My recent post down memory lane got me to thinking about eggs. In the post, I wrote about the first time I saw brown eggs.
In the comments of the post, I mentioned when we picked up the brown eggs at the farmhouse, the lady said she had to “clean them up” before giving them to us. As a young girl, it was news to me that eggs had to be “cleaned up.”
A reader commented that it was better to not clean the eggs as without the cleaning chemicals, the eggs could sit on the counter without refrigeration. This was news to me. What I know about eggs is that they come from a store, are lined up neatly in a carton where they are clean and white and all ready to be used.
But then I realized, well, I knew a little more than that.
I remembered that when I was growing up, in the 1960’s, our family had an “egg lady.”
The “egg lady” came every Saturday afternoon, usually around 4 pm. I can’t remember if she drove a van or a station wagon. I never even learned her name, but I can still see her in my mind’s eye. If I remember right, my mom once told me she lived across the river, somewhere in Illinois.
Each week she brought us six dozen eggs. We needed that many as we had six kids in our family. I remember my mom would pay her in cash, unzipping her small leather coin purse to add the change needed to the one dollar bills laying on the table to come up with the exact amount. The “egg lady” would scribble something down on a small piece of paper and possibly confirm next week’s order. I guess that was her bookkeeping.
It was an “event” when the “egg lady” came. I would run downstairs upon her arrival and get the empty cartons out of our old Kelvin refrigerator which had the rounded corners. The Kelvin had a drawer on the bottom which pivoted open where my mom stashed the empty cartons. See, we were recycling even before it was the thing to do. We recycled other things, too, like clothes; although, back then we called them hand-me-downs.

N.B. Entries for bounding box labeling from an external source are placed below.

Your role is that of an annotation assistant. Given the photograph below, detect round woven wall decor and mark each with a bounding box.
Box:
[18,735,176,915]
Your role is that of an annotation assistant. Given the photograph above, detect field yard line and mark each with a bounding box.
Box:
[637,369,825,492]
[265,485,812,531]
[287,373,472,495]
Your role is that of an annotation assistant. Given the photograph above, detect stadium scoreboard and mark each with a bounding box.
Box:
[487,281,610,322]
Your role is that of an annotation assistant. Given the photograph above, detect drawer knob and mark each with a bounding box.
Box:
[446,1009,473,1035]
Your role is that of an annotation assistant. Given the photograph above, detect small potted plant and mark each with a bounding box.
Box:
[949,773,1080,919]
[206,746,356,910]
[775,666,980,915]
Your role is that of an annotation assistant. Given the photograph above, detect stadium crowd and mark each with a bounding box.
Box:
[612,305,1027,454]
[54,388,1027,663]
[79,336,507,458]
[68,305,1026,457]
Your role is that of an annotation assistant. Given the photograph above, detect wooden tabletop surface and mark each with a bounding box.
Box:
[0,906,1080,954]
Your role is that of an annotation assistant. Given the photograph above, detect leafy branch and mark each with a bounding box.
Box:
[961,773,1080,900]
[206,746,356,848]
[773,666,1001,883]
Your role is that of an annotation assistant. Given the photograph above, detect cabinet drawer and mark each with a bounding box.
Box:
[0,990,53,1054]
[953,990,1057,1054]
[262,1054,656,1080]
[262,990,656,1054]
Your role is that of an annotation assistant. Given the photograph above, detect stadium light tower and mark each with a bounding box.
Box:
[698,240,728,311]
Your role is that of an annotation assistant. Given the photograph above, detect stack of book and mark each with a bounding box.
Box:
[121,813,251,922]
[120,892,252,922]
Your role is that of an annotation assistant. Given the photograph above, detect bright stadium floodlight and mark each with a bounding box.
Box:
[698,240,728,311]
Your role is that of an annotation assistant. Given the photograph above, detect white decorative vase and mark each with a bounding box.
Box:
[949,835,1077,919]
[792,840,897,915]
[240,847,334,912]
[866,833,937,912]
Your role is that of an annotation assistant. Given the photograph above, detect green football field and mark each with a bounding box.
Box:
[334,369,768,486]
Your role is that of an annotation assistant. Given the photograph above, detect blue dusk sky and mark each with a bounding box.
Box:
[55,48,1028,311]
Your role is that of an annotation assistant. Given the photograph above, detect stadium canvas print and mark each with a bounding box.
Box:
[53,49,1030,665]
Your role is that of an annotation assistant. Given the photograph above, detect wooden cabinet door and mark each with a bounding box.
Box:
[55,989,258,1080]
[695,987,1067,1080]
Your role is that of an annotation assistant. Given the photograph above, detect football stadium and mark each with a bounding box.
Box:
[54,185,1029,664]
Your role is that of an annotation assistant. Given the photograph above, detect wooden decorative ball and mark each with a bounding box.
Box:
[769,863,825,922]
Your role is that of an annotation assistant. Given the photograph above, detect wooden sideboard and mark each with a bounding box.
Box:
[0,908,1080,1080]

Once I got the cartons, I would sit in the kitchen to watch the egg/money exchange between my mom and the egg lady. She always came to the back door and up the four steps into the kitchen where my mom was making dinner. I would watch the “egg lady” and was a bit fascinated by her. I think occasionally I may have asked her a question. I do remember her quick smile. It wasn’t but a moment, and then she would pick up the empty cartons, say a pleasant goodbye, and scurry out the back door to her next stop.
I’m not one to say the good ole days are always better than the here and now. But you know, it was pretty cool having an “egg lady.”
Is there an “egg lady” in your past?